Main street holds a new store called the Whatnot Shop. Nearly every nook of the former dentist’s office is filled with second-hand goods. Volunteer-operated, the Whatnot Shop earned $20,000 in ten months. Community spirit evidences itself as the town members help each other by giving away their older items and purchasing what they need so that funds can go to the local Sportsplex.
A mechanic, motorcyclist and emergency medical responder, Kevin is also pastor of one of the local churches. In his simple, down-to-earth manner, Kevin shares God’s Word from the top of his stool. He begins the Bible study I attend by framing the Bible story--I am a little rusty on the book of Ezra, and thankful that he takes the time to explain the context of passage. Free of city-like time constraints, the pastor teaches for over an hour. My heart is warmed by the Word of God. Do I have to come to small-town Saskatchewan to hear the Bible taught with such clarity?

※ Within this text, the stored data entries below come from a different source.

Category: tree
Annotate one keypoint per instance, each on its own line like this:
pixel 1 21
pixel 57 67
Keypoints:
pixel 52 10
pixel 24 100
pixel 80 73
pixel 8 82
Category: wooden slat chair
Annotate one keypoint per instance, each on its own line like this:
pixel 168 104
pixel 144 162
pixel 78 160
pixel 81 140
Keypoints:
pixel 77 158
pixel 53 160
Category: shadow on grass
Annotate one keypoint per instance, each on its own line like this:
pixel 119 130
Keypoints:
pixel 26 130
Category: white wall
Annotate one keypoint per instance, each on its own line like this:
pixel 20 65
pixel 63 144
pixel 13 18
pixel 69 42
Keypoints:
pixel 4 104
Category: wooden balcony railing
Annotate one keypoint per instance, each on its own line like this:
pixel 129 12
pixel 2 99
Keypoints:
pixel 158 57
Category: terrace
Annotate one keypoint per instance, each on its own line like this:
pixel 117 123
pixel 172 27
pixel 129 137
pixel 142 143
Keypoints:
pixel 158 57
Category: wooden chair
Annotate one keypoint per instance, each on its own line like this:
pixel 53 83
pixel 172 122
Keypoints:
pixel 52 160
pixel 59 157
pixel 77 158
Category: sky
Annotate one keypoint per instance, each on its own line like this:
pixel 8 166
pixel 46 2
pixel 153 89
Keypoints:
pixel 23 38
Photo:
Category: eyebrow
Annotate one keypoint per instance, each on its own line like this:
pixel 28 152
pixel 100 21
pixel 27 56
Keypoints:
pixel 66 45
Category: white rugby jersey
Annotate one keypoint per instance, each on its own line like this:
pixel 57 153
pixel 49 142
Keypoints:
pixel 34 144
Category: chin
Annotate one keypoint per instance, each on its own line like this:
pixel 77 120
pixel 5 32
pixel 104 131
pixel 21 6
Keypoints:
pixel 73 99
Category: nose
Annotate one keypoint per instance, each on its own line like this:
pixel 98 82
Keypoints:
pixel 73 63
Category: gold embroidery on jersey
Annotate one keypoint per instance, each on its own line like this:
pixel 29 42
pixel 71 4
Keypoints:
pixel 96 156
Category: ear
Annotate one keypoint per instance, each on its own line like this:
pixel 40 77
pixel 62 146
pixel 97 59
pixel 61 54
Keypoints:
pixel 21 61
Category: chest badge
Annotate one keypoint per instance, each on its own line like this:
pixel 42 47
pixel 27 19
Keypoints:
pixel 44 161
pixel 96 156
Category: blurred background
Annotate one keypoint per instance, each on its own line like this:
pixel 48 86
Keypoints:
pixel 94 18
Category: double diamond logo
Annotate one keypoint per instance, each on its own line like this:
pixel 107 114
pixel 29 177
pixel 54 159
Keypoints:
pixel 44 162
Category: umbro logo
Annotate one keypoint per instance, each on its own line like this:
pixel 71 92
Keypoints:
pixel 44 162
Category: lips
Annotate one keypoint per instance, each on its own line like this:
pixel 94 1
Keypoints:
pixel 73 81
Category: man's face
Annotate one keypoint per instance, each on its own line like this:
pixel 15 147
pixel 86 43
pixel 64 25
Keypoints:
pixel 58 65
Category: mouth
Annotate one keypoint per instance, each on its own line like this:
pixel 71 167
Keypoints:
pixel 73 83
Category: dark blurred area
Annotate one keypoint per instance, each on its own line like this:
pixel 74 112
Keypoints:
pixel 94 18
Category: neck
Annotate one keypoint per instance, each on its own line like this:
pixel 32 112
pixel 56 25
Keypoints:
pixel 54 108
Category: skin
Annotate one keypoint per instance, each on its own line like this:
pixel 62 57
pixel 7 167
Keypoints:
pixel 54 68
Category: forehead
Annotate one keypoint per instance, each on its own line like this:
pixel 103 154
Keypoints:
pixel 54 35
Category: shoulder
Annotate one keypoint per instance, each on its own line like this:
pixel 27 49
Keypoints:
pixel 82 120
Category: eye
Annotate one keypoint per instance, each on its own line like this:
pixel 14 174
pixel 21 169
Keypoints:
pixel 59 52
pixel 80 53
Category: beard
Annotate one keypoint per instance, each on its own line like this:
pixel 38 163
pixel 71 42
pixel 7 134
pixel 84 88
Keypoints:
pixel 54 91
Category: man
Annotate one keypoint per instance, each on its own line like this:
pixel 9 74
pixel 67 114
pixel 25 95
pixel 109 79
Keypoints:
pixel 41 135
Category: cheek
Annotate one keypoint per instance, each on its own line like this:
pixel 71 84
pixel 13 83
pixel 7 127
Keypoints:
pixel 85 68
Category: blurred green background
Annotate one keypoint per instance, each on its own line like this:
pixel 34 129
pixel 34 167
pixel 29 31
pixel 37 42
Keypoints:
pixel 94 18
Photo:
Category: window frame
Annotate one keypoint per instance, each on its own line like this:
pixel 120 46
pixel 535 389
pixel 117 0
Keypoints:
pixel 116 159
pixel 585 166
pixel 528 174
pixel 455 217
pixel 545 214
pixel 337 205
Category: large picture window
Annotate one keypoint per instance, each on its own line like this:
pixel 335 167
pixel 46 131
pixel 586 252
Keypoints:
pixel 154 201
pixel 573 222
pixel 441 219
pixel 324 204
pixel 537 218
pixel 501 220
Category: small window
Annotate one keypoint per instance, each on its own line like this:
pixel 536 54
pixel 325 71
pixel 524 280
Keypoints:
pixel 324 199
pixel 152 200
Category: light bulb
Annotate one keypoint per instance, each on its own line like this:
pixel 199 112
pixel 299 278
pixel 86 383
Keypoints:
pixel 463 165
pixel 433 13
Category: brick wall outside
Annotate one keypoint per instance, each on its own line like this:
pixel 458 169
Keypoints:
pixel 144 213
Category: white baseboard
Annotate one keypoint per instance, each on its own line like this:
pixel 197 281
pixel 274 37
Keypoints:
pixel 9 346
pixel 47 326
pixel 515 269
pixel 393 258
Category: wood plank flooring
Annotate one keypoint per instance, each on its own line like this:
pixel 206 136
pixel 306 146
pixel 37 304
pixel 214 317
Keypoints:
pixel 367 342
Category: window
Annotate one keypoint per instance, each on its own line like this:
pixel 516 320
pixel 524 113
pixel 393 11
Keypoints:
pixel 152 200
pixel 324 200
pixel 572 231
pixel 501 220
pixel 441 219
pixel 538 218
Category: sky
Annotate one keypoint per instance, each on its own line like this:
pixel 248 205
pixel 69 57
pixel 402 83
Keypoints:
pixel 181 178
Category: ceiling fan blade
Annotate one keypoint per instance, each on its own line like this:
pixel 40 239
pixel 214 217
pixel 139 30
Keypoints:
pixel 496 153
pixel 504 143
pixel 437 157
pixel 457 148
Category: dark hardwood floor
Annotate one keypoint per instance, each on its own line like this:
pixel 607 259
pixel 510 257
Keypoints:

Grandpa’s apartment is furnished with those things that were left after he moved out of his house and had a garage sale. Some days must be pretty lonely, as the three dining room clocks tick and there are few visitors to occupy Grandpa’s time. Like the sun that wanes outside his window, Grandpa’s short-term memory is fading, but from his lips comes the tune Brighten the Corner Where You Are. He doesn’t forget the old hymns.
No, I sigh, I don’t want to live in C. But on the city streets swarming with cell phone-carrying individuals, I won’t be likely to find the same community spirit I see in C. I’m likely going to have to search through the massive church index to find that simple Bible teaching like I heard in the small town. To the corner where I am, I want to carry something I learned in C: helping others matters. One person makes a difference. Brighten the corner where God puts you.